57
ZOYA
I dip my chin in thanks to the doorman of Le Rogue when he holds it open for me. When I spot a taxi, I throw my hand in the air, signaling for him to stop before hotfooting it through the main entrance door.
I’m in such a hurry, I bump into someone entering.
“Sorry,” apologizes a voice from above before he bobs down to collect my belongings he knocked out of my arms during our collision.
I didn’t have much in my locker, but just like my bikini, I paid for them, so I’ll take them with me.
Amusement pumps out of my savior when he takes in the naughty secretary glasses and calculator I brought from home. They don’t quite match the sex toys Mars encouraged me to have delivered to work so they wouldn’t be stolen by my neighbors. They’re on opposing teams—as is my response when my savior lifts his head.
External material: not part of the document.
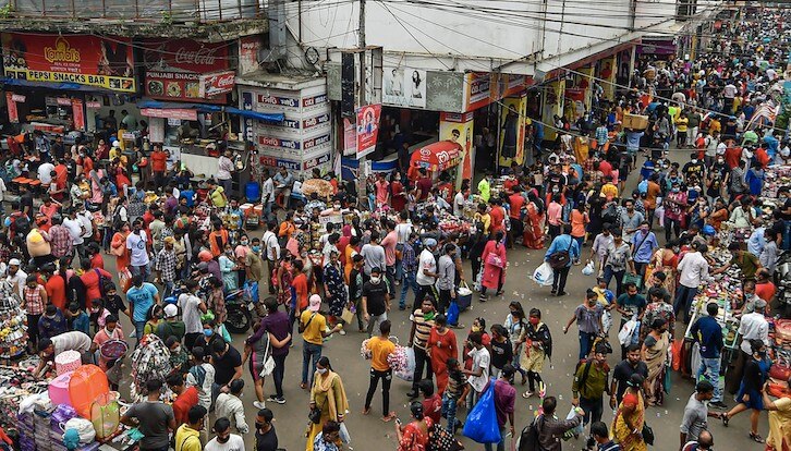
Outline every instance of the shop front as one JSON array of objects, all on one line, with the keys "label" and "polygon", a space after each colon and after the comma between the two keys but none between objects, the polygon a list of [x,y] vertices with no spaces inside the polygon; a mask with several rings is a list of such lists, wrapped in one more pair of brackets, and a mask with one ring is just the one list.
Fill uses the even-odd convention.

I appear to have acquired a stalker.
Bayli slowly stands like my shoulders are wider than his and my height is just as imposing.
His timid take frees me to ask, “Are you following me?”
“No,” he immediately replies, shaking his head. “I come here all the time.”
His size should make him intimidating, but it doesn’t. I met him before he was officially a man. That changes everything in an instant.
“Who’s your favorite dancer?”
His expression stonewalls before he murmurs out, “Ah… Trixie.”
It takes me a second to roll through the dancers’ stage names before I can call him out on his lie. “We don’t have a dancer called Trixie.”
“What the fuck?” Bayli replies, balking. “Every strip joint has a dancer named Trixie. Trixie, Angel, and Destiny. You’ll find one at every club.”
I laugh at his absolute assuredness before scooting past him. “You should have gone with Angel. We have three of them.”
I hear his huff before the stomp of his feet echoes off the brickwork outside Le Rogue. “What about Destiny? Do you have one of them?”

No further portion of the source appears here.